RU2270446C1 - Method for investigation of histological specimen surface relief - Google Patents

Abstract

FIELD: biology, medicine, in particular histological investigation of shells with natural surface by using light-optical microscope.

SUBSTANCE: claimed method includes surface relief investigation by using plane field microscope in reflected light at one-side falling shadow-forming lighting. Light-reflecting ability of specimen surface is provided by silver impregnation. Said impregnation is carried out by specimen hold in 10 % silver nitrogen solution for 10 min followed by reducing thereof with 1 % ascorbic acid solution for 1 min.

EFFECT: method for investigation of natural shell surface relief of improved quality due to visual representation of surface three-dimension image on tissue level.

3 cl, 4 dwg

Description

The method relates to biology and medicine, and in particular to methods of histological examination of shells with a natural surface, such as peritoneum, pleura, synovial membrane using light-optical microscopes.

There is a method of studying the surface of biological objects by light-optical binary stereomicroscopes with lenses of 0.6-4 times magnification. They give small increases at the macromicroscopic pre-tissue level of research.

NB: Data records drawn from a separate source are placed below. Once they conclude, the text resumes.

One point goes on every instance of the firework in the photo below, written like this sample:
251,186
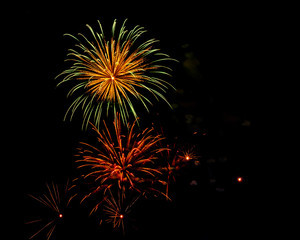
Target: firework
117,210
54,202
113,73
124,161
177,159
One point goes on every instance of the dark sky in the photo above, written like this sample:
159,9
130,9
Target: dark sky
217,76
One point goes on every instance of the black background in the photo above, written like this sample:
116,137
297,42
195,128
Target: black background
219,48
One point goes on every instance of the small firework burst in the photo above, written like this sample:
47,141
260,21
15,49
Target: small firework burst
122,160
117,209
112,73
55,202
178,158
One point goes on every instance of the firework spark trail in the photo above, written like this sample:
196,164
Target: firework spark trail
114,73
52,200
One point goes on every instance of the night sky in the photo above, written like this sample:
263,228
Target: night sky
214,111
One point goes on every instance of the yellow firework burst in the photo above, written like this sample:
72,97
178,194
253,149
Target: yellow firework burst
114,74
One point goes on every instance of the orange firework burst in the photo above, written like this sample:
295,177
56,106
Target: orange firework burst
112,73
55,201
123,161
117,210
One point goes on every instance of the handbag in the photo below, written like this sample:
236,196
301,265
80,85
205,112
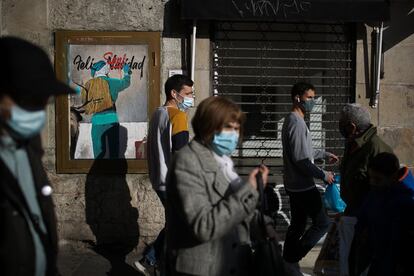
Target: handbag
332,197
267,257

Traditional microscopy of histological preparations at the tissue level of research is carried out by flat-field microscopes (the modern classification of traditional biological and medical microscopes is O. Egorov with a “you” microscope. St. Petersburg, 2000, p. 42) when illuminated. At the same time, the contours and internal structure of selectively painted parts in the thickness of the translucent preparation are studied. However, luminal microscopy does not give a picture of the surface of the drug. There is an obvious methodological contradiction in the ideology of microscopy of the surface of various structures on the lumen. That is, it is impossible to study the shape of the surface of the drug, which is a certain interface between media, in the light.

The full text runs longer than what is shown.